Researchers at the Wistar Institute sought to understand how senescence is regulated, and its significant role in promoting healthy aging and treating age-associated illnesses. A protein involved in RNA editing is also involved in senescence, and its implications in tissue aging.
The authors' findings have been published in the journal Nature Cell Biology, which is titled, ADAR1 downregulation by autophagy increases p16INK4a levels independent of RNA editing. Dr. Rugang Zhang, PhD, is deputy director of the Ellen and Ronald Caplan Cancer Center, the Christopher M. Davis endowed professor, and program leader of the Wistar Institute's Immunology, Microenvironment, and Metastasis Program.
Zhang believes that studying the senescence mechanism that drives tissue aging is challenging. Senescence offers an insight into the complex biology that drives tissue aging. These mechanistic findings gained by studying senescence regulation during tissue aging may in turn be utilized to promote healthy aging and combat age-related diseases.
Previous studies have shown that depletion of p16INK4a-expressing cells is sufficient to defy age-associated illnesses. Thus, strategies that prevent age-associated p16INK4a expression might have important implications in strategies to maintain healthy aging.

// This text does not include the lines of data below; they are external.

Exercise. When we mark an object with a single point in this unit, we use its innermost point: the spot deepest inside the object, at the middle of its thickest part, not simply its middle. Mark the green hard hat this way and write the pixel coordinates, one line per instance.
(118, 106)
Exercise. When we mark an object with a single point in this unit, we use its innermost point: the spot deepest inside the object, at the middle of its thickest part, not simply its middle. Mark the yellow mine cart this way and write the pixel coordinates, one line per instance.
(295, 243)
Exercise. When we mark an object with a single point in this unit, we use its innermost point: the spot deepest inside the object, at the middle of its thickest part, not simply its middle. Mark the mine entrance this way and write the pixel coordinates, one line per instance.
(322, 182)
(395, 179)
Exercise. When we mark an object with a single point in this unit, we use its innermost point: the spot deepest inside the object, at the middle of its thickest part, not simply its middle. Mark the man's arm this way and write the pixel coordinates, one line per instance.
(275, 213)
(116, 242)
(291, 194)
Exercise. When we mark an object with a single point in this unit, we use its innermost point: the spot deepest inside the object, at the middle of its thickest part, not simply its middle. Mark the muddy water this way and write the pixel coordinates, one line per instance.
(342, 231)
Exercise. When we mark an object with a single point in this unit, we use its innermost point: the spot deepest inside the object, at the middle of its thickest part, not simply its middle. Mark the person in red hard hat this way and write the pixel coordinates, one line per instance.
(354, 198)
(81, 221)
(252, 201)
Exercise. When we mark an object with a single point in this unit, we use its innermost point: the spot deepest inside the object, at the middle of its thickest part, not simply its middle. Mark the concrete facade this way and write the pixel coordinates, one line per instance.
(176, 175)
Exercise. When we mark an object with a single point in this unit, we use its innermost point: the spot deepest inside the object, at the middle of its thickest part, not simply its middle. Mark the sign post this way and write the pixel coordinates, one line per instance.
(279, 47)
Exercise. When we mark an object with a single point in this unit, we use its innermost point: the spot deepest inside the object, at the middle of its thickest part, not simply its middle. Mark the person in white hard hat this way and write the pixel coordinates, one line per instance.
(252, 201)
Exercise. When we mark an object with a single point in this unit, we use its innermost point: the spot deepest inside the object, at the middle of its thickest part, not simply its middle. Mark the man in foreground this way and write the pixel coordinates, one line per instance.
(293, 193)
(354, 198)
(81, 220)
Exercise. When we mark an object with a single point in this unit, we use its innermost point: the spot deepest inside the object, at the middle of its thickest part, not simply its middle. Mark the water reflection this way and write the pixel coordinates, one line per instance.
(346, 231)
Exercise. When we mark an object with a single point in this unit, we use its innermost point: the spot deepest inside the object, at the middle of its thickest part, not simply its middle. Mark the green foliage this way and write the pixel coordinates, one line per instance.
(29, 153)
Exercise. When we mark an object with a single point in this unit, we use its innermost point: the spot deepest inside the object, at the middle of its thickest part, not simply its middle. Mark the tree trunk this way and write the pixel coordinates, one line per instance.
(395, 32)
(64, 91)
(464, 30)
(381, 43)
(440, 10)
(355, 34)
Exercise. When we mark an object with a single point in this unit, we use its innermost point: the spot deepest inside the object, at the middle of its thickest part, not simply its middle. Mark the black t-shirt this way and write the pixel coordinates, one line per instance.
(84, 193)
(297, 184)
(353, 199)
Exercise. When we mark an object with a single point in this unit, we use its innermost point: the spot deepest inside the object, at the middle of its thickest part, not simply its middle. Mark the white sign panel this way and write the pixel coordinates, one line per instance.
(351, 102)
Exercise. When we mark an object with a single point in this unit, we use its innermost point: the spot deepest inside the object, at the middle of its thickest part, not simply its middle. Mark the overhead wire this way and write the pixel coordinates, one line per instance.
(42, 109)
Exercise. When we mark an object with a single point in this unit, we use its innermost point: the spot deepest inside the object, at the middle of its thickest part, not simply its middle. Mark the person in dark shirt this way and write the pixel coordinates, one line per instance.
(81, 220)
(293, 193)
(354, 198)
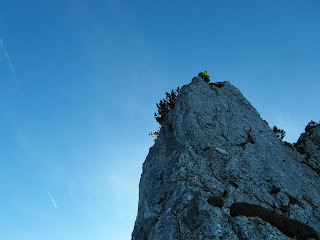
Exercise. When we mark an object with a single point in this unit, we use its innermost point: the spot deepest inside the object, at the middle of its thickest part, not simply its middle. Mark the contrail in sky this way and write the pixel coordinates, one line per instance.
(51, 197)
(10, 65)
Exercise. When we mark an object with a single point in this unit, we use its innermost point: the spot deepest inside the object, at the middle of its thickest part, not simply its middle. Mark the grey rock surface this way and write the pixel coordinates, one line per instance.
(308, 145)
(217, 171)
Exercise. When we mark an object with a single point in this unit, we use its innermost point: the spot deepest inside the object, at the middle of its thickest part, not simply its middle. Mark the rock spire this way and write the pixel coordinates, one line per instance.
(217, 171)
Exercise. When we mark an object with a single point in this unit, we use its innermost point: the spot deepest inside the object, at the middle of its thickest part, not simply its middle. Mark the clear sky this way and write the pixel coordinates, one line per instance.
(79, 80)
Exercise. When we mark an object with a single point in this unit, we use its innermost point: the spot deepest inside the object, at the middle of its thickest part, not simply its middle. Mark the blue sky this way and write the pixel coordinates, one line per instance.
(80, 80)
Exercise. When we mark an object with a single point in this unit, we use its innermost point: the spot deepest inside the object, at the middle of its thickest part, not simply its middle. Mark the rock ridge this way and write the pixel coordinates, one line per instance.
(217, 171)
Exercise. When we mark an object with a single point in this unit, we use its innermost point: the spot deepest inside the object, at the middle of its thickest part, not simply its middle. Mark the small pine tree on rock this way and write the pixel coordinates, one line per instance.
(164, 106)
(311, 124)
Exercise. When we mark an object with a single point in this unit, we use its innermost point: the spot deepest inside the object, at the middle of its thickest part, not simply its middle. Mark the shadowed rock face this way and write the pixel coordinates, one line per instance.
(217, 171)
(309, 146)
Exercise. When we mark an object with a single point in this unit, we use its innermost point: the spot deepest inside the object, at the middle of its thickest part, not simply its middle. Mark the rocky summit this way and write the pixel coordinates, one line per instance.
(217, 171)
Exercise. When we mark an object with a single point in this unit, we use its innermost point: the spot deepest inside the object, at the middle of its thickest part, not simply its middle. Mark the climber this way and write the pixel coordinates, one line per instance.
(204, 75)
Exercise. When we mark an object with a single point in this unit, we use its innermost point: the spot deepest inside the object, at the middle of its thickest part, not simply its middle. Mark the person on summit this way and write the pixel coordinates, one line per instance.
(204, 75)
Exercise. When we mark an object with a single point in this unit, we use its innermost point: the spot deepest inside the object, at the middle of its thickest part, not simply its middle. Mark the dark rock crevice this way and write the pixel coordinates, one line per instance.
(290, 227)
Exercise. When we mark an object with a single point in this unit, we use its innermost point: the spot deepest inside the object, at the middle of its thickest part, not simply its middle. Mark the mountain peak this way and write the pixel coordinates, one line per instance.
(217, 171)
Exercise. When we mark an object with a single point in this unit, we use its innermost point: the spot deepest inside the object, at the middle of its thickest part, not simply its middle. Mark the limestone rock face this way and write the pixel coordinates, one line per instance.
(309, 146)
(217, 171)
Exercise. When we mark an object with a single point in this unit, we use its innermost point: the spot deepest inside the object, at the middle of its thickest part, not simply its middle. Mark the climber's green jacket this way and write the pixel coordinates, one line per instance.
(205, 74)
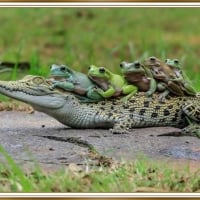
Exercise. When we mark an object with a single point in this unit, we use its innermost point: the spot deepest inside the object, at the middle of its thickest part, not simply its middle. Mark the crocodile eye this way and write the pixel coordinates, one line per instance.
(152, 58)
(63, 68)
(101, 70)
(38, 80)
(122, 64)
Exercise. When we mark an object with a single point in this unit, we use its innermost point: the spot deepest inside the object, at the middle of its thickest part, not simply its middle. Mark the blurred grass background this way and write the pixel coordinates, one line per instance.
(79, 37)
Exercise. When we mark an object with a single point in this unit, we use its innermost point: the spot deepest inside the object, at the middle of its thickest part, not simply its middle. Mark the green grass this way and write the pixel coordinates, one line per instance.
(142, 175)
(102, 36)
(79, 37)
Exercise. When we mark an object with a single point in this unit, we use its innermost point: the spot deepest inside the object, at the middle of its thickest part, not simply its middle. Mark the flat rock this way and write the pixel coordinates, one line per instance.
(36, 138)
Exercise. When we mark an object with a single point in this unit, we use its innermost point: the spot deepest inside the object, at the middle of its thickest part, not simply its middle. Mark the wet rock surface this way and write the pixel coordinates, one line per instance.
(38, 138)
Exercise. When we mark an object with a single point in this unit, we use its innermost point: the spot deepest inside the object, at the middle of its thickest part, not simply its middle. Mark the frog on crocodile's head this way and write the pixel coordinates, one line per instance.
(135, 73)
(179, 77)
(152, 61)
(135, 67)
(173, 63)
(116, 84)
(162, 72)
(100, 76)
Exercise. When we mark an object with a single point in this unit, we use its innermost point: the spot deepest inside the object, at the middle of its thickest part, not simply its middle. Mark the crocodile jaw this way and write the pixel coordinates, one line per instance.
(33, 96)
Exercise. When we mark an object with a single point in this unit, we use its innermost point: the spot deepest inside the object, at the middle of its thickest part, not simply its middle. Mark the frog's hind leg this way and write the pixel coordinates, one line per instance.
(193, 116)
(189, 90)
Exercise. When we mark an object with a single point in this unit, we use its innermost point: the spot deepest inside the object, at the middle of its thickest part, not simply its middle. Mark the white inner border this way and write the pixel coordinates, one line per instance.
(98, 4)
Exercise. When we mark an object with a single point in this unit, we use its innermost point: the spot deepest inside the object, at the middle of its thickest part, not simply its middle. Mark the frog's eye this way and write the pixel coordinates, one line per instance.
(101, 70)
(152, 58)
(176, 61)
(122, 64)
(137, 64)
(38, 80)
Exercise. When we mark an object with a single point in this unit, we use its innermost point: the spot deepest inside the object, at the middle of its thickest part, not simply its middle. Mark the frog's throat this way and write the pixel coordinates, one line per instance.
(101, 82)
(136, 77)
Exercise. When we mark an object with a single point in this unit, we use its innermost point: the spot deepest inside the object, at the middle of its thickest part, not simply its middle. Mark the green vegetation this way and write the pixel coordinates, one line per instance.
(79, 37)
(140, 176)
(101, 36)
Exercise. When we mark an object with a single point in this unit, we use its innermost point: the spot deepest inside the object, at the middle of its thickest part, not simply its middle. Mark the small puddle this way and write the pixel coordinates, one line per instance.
(181, 153)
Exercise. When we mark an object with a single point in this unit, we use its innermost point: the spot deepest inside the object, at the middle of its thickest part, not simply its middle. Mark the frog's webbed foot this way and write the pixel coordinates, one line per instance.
(192, 130)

ADAR1 is a specialized enzyme involved in RNA editing that is now revealed in senescence, according to a postdoctoral researcher at the Zhang lab and the first author of the paper Xue Hao, PhD, who explained that previous independent research in model organisms such as fruit flies and worms demonstrated that age-dependent changes such as neurodegeneration are reduced.

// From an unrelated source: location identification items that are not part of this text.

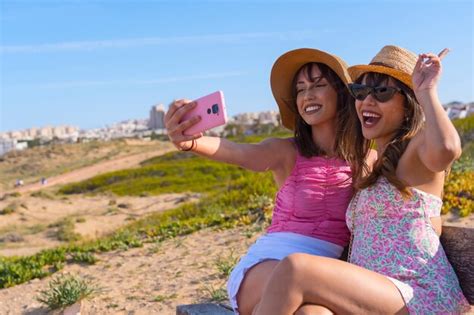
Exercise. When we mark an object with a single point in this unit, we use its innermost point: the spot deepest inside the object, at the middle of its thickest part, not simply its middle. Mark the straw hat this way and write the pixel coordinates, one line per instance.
(284, 70)
(394, 61)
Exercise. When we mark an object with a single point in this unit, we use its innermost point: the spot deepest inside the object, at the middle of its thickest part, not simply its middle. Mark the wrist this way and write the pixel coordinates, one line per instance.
(426, 96)
(189, 146)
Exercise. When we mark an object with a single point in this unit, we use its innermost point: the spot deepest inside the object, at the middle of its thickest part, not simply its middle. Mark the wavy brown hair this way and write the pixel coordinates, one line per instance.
(303, 134)
(386, 164)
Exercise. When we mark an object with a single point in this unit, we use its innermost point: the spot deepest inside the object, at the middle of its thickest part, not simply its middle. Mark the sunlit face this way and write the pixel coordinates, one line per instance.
(381, 120)
(316, 99)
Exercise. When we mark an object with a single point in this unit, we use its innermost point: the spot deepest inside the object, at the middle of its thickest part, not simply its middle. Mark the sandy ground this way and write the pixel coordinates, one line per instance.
(94, 170)
(153, 279)
(31, 227)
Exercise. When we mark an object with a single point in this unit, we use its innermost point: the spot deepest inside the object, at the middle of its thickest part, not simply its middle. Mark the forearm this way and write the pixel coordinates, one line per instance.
(440, 136)
(222, 150)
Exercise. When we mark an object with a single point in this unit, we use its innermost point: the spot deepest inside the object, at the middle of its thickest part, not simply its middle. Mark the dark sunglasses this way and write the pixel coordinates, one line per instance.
(380, 93)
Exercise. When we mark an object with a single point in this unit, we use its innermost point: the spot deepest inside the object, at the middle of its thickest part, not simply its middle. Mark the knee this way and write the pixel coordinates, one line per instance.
(313, 310)
(295, 264)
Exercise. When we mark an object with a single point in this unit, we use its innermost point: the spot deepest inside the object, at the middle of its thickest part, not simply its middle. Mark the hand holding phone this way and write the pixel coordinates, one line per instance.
(211, 109)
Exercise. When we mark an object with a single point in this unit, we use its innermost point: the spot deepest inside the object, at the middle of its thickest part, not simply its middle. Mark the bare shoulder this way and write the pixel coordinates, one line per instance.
(372, 157)
(281, 150)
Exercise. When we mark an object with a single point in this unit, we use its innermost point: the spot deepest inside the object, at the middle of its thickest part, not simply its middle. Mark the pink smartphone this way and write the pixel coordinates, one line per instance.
(211, 108)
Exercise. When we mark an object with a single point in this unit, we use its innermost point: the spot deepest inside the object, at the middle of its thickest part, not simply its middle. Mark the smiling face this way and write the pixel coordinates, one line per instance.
(381, 120)
(316, 99)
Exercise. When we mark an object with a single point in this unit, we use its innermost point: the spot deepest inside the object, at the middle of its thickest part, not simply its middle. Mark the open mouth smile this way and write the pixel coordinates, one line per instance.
(311, 109)
(370, 119)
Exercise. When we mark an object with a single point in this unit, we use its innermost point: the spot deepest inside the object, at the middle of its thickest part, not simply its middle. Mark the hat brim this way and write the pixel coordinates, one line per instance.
(358, 70)
(284, 70)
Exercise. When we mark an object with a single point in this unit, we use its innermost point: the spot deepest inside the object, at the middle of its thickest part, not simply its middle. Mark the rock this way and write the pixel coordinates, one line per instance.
(458, 243)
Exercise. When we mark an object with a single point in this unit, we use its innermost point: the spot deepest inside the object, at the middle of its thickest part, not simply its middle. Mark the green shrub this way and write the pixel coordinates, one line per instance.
(66, 290)
(11, 208)
(83, 257)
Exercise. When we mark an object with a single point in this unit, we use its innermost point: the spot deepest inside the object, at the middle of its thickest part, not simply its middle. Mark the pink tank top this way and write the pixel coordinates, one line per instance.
(313, 200)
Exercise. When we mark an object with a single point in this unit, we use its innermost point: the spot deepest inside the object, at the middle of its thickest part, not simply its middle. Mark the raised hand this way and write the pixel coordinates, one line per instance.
(427, 71)
(175, 126)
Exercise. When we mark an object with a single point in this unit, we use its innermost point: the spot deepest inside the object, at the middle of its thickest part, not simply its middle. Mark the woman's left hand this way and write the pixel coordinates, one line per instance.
(427, 71)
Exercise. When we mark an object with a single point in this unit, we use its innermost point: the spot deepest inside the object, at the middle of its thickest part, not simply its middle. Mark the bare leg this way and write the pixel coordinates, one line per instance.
(251, 289)
(341, 287)
(309, 309)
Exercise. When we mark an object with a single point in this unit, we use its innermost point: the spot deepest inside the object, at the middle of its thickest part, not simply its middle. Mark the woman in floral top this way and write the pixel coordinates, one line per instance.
(397, 262)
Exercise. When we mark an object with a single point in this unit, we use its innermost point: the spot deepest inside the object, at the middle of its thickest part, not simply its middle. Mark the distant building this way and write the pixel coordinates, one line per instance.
(7, 145)
(157, 117)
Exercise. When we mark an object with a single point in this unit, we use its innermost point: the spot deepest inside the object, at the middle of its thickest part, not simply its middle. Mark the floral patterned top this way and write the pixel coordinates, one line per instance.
(394, 237)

The first question we set out to inquire about was whether ADAR1 is related to cellular senescence, and secondly, how does it regulate senescence, and what is its potential impact on tissue aging, according to Hao.
The researchers first examined ADAR1's expression in human fibroblasts and in vivo in young and elderly mice. Then, they modified ADAR1's expression in petri dishes and mouse tissues to establish ADAR1 as a critical regulator of p16INK4a expression. SIRT1, another protein known to regulate both senescence and tissue aging
According to Hao, ADAR1's downregulation by an autophagy process (degradation and recycling of damaged or unneeded cell components) during senescence decreased the stability of SIRT1 mRNA, which in turn increased the translation of p16INK4a to induce senescence, and this newly defined function of ADAR1 is independent of its RNA editing function.

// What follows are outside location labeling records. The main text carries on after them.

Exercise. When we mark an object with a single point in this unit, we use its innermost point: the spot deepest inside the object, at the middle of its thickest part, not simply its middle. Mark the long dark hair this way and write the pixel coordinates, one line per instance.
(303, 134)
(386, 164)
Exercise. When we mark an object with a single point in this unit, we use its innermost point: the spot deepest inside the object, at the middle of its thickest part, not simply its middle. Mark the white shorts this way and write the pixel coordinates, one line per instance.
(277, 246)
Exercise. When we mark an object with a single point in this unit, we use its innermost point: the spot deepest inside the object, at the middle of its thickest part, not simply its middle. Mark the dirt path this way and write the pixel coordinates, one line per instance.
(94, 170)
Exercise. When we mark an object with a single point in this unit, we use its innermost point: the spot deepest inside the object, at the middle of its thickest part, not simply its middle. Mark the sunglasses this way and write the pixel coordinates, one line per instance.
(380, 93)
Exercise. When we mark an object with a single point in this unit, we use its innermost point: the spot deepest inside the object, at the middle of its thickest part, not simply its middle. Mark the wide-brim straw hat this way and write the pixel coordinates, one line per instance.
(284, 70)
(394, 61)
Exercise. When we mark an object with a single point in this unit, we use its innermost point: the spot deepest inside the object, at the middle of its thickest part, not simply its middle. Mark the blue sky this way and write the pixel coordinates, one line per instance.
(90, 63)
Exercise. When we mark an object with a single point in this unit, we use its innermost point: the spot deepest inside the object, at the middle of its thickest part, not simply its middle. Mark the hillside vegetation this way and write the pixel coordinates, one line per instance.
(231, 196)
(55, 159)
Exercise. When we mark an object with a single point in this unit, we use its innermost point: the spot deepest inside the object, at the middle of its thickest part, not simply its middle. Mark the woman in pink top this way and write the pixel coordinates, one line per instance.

The researchers believe their research may uncover the missing link between ADAR1 and tissue aging through p16INK4a expression during senescence.
According to Hao, one possible approach to restore ADAR1 expression as a mechanism to suppress p16INK4a and senescence during tissue aging is by inhibiting autophagy. In addition, our research may shed light on whether or not interventions that have been linked to p16INK4a expression have been effective in treating age-related illnesses.